Inoltre  visto che il comune definisce il suo PRGC di forte connotazione ambientalista ci può spiegare come mai l'antenna viene a sorgere proprio nell'area di monte Castellier definita”area boschiva di particolare interesse naturalistico”e ancor peggio si pensa di spostarla ,tra 18 mesi, in una zona ancora più inoltrata nel bosco.

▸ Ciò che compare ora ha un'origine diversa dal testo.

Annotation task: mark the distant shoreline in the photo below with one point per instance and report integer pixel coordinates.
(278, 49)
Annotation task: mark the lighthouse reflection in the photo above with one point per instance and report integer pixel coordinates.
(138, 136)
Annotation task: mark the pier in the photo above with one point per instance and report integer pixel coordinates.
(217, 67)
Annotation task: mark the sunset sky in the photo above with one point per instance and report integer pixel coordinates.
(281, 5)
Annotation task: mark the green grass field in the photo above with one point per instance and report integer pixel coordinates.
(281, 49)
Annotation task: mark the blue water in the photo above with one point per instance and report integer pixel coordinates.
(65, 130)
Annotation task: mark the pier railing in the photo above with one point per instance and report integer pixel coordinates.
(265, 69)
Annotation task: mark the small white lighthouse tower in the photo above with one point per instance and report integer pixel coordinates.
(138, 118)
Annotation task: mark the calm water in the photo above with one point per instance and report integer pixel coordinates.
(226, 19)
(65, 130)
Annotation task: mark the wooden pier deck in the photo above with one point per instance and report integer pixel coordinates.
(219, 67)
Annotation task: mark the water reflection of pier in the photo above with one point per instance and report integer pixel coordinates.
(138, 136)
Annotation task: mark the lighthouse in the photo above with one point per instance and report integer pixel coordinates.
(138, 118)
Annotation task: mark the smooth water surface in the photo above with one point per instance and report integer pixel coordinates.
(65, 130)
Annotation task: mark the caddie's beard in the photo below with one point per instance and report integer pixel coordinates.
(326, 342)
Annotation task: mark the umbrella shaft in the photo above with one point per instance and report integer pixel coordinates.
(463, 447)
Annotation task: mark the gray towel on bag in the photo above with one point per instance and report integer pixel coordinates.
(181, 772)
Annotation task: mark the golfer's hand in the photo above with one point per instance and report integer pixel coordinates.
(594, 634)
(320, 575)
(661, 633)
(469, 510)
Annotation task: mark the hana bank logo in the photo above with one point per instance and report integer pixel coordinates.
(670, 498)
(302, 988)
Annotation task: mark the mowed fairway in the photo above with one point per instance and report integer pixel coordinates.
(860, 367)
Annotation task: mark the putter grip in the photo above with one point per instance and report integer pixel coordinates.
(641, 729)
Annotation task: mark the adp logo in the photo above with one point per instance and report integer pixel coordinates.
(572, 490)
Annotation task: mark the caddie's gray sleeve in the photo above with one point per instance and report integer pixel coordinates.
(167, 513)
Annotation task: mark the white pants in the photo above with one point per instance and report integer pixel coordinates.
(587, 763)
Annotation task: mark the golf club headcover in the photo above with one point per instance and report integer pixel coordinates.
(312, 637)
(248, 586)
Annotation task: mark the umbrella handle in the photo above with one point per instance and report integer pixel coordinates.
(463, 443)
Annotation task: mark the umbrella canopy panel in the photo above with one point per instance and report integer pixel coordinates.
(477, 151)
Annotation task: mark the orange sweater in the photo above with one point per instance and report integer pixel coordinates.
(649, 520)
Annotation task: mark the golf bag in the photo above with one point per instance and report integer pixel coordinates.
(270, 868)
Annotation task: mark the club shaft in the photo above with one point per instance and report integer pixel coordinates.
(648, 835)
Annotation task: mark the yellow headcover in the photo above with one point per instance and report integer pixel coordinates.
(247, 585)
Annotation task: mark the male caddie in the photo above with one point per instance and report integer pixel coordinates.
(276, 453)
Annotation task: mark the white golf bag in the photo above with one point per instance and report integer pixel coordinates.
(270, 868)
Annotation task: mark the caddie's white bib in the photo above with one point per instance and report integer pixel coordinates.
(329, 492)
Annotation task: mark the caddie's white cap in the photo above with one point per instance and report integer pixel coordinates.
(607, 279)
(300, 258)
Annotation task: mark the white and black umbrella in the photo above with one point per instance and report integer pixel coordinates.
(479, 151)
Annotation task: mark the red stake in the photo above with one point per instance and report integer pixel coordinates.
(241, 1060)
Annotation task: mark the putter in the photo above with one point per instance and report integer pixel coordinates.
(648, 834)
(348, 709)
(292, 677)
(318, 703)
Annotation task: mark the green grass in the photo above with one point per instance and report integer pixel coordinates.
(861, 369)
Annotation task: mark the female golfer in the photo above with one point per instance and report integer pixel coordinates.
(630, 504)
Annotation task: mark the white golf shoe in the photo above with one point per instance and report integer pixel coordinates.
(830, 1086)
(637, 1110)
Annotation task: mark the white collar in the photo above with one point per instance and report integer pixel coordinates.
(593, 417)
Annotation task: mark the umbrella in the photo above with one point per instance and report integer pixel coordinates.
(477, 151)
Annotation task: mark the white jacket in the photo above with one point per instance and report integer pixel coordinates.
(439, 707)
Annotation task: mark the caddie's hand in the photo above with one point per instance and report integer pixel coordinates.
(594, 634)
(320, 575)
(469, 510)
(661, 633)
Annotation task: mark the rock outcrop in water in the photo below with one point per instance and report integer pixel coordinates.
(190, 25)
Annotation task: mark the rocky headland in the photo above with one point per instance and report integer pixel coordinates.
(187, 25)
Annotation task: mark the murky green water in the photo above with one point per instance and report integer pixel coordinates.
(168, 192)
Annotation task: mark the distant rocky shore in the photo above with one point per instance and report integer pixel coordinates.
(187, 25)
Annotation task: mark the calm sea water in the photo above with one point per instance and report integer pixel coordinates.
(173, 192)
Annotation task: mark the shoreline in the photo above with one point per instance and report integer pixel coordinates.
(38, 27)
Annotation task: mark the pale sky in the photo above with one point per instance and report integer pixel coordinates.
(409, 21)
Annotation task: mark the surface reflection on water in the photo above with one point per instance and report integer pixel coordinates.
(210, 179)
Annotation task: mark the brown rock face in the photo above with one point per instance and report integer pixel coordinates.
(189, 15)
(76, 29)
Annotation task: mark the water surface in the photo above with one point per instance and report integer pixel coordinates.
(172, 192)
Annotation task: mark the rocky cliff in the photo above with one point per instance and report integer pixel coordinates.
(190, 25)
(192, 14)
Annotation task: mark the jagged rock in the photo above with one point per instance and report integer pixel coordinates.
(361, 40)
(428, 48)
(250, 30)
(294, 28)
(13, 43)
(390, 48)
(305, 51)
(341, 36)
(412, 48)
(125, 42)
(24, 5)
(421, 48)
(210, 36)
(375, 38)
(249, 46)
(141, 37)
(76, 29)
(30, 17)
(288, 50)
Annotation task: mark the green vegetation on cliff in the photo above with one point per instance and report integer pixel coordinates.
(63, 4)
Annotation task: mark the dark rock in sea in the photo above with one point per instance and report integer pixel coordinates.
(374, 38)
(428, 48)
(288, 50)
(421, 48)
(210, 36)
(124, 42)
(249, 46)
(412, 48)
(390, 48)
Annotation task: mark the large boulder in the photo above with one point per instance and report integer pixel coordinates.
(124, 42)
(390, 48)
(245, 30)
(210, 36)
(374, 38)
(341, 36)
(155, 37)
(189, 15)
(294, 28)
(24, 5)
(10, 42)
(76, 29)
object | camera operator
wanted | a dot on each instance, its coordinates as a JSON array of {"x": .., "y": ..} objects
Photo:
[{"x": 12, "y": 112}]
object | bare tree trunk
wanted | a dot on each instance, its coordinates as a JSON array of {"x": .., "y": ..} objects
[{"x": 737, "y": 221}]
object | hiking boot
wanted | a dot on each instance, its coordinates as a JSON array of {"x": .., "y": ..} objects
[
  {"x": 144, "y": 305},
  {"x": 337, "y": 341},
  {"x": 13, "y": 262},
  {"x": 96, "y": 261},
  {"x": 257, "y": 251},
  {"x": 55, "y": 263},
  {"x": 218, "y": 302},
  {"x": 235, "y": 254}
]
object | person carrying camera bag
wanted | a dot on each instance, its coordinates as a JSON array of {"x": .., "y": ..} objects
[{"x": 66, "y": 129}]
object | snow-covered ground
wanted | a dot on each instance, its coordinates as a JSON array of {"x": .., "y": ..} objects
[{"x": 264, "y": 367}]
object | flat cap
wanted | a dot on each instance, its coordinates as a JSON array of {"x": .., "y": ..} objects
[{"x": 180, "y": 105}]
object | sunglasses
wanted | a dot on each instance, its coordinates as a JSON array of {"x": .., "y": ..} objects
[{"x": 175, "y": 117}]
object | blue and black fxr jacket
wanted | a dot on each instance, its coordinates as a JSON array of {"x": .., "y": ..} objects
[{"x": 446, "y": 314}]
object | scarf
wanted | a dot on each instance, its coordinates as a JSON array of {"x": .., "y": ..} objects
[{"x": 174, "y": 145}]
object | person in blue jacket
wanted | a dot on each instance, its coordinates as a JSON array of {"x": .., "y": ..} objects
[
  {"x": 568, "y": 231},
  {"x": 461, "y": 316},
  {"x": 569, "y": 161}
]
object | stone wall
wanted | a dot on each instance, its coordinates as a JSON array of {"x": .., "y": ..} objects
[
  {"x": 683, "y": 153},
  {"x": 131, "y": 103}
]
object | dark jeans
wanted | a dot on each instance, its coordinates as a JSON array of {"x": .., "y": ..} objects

E in questo modo che tutelano l'ambiente  e lasciano che installino antenne considerate opere PRIVATE di pubblica utilità che quindi non risultano opere di urbanizzazione primaria (come ce le spacciano a noi) perché non destinate alla sicurezza abitativa e a soddisfare le esigenze primarie di chi abita nella zona, come ad esempio il tubo dell'acqua e i cavi dell'elettricità, ma solamente a coprire un servizio privato destinato alla gestione con criteri imprenditoriali.(definizione data da un gruppo di persone esperte di questo argomento che come sovrascritto se richiesto danno aiuto alle P.A.)
Pertanto con questo articolo si vuole offrire uno spunto costruttivo al comune di Muggia su come far fronte a tale problema poiché sbagliando si impara.

Non preoccuparti della critica. Se non è vera, ignorala; Se è ingiusta, evita di irritarti; se è ignorante, sorridi; se è giustificata, impara da essa.